AWS for Industries

Executive Conversations: The era of genomics in the cloud with Peter Goodhand, CEO, Global Alliance for Genomics & Health

Peter Goodhand, CEO of the Global Alliance for Genomics & Health (GA4GH), joins Lisa McFerrin, Worldwide Lead of Genomic Bioinformatics at AWS, to discuss how secure storage and responsible sharing of genomic data in the cloud can benefit human health. GA4GH is a nonprofit alliance dedicated to creating frameworks and standards that facilitate data sharing between researchers and medical professionals across the globe.

This Executive Conversation is one in a series of discussions held with thought leaders in life sciences and genomics, where we seek to learn more about the impact of technological innovation and cloud computing on their industries.

Lisa McFerrin (LM): GA4GH has been around for almost a decade.
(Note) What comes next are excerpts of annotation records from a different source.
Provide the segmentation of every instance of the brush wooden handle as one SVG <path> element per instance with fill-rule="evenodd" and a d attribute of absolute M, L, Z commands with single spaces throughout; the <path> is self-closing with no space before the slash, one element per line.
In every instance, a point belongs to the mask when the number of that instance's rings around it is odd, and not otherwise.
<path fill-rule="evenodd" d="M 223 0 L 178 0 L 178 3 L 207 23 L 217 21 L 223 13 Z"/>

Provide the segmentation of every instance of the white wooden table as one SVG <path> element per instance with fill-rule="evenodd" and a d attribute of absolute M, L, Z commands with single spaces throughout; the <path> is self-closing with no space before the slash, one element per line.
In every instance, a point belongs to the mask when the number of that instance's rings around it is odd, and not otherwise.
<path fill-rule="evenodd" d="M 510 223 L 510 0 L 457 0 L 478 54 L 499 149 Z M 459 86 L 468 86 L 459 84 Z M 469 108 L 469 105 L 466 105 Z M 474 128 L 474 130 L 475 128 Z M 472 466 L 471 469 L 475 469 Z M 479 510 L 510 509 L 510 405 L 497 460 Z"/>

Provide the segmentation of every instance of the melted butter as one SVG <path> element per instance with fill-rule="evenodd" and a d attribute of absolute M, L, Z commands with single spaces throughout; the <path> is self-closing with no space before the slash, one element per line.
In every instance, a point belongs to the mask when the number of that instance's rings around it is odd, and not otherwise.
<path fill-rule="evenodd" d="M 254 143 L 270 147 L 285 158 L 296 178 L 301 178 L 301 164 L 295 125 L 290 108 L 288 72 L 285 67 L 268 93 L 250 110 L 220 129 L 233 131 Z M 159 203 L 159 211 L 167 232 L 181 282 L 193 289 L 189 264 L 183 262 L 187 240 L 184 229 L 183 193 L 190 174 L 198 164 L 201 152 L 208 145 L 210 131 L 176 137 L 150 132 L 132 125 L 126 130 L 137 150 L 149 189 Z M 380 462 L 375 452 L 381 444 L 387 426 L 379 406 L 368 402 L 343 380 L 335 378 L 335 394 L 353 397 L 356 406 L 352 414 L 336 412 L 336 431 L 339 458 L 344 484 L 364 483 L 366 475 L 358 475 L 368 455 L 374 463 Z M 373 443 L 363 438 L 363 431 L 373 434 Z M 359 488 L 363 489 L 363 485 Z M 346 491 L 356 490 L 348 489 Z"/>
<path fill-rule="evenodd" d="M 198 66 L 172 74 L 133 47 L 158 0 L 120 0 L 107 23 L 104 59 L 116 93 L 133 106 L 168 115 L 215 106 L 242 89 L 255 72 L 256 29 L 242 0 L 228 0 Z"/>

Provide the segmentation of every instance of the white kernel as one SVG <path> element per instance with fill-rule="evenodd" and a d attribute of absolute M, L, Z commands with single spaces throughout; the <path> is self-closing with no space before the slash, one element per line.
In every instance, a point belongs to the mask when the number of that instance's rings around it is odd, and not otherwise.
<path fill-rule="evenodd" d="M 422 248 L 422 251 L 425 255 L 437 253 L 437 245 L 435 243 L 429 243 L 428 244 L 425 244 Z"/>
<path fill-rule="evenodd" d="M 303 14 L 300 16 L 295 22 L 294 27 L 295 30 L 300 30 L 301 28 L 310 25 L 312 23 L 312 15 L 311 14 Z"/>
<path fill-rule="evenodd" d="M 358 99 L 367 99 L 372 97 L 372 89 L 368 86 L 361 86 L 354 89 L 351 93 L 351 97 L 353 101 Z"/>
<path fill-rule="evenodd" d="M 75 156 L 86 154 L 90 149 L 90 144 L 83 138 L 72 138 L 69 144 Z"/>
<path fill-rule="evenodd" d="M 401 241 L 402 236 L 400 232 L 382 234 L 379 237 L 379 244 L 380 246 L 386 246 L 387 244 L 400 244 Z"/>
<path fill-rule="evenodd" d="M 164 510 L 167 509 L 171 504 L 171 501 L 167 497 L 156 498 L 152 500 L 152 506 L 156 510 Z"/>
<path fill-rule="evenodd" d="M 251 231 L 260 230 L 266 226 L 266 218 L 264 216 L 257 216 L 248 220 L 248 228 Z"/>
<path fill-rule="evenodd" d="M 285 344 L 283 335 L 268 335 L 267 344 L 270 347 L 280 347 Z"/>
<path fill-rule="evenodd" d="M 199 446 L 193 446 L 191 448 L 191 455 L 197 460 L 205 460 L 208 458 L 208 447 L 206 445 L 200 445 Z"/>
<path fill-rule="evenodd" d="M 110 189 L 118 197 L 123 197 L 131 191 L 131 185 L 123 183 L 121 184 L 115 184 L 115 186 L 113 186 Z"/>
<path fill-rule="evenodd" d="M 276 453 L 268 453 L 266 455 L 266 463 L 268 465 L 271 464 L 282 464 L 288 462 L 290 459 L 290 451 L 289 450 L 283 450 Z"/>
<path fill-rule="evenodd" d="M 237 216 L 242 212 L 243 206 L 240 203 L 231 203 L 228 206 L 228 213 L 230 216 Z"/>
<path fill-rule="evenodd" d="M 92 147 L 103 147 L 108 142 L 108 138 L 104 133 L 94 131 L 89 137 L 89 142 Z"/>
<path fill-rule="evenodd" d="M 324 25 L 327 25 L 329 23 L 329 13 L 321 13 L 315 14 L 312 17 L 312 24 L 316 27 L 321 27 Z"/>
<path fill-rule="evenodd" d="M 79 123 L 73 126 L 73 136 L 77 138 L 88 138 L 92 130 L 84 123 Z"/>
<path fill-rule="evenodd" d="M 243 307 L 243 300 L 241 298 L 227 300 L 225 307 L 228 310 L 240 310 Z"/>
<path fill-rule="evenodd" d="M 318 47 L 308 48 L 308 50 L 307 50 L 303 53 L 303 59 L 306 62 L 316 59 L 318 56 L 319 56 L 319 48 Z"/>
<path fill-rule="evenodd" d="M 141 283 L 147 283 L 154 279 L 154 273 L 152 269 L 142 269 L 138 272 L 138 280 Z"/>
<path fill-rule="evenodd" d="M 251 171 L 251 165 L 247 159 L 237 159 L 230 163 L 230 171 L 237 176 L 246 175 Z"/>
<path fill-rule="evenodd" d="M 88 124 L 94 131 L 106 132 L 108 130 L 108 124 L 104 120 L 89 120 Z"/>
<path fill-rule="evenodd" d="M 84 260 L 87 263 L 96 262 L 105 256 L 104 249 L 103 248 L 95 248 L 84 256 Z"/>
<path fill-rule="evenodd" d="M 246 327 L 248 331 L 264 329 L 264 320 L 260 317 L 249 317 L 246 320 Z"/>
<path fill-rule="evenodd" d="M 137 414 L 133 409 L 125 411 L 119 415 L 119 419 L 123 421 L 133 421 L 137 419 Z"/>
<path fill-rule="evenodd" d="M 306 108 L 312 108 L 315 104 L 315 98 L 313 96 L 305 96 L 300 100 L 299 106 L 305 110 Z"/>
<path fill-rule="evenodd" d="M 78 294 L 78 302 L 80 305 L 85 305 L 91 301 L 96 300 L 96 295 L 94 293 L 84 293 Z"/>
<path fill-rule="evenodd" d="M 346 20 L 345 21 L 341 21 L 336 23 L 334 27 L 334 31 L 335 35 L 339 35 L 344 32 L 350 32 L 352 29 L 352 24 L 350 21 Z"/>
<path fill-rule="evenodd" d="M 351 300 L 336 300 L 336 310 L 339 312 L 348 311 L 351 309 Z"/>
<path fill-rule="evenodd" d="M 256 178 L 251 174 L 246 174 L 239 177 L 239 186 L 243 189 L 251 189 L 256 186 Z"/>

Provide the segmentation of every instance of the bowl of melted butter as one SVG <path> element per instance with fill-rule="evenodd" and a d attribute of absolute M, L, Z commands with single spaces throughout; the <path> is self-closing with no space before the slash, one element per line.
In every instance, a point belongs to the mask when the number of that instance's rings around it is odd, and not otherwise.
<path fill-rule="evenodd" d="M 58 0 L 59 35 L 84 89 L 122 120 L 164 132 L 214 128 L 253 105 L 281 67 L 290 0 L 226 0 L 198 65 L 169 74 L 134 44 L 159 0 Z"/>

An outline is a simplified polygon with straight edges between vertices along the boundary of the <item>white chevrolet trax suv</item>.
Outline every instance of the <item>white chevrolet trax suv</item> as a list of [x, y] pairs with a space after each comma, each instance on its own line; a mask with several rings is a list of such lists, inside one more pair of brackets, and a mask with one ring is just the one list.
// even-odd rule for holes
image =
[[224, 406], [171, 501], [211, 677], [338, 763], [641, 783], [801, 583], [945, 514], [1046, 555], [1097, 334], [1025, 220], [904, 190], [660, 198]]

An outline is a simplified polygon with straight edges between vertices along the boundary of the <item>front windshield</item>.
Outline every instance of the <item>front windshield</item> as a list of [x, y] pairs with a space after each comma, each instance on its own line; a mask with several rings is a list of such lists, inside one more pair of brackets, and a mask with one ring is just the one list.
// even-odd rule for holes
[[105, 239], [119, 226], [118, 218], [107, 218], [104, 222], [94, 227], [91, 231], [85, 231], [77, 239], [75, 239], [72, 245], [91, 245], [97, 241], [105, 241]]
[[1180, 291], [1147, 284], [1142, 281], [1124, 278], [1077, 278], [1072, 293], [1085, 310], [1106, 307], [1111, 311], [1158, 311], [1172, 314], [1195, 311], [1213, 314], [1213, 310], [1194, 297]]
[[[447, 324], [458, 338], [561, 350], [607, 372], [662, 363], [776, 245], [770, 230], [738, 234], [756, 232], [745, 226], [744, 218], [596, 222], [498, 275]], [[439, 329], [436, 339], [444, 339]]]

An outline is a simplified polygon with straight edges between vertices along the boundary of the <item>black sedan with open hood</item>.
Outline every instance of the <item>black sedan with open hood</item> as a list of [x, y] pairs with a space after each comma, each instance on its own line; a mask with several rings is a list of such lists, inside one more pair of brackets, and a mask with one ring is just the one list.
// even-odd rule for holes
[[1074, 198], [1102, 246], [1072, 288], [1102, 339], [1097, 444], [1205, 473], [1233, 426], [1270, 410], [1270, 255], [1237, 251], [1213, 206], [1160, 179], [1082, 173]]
How has your mission changed with the evolving genomics industry?

Peter Goodhand (PG): The leaders who started GA4GH saw in 2013 that the way we conducted research in the preceding decade was going to change dramatically. We recognized an opportunity not just to do bigger, better research, but to do it in a way that would accelerate learning, accelerate knowledge, and benefit human health. Over the past decade, we’ve witnessed a global movement towards population genomics, the migration of genomics from research into the clinic, and the intersection of genomics with novel technologies such as cloud computing and machine learning.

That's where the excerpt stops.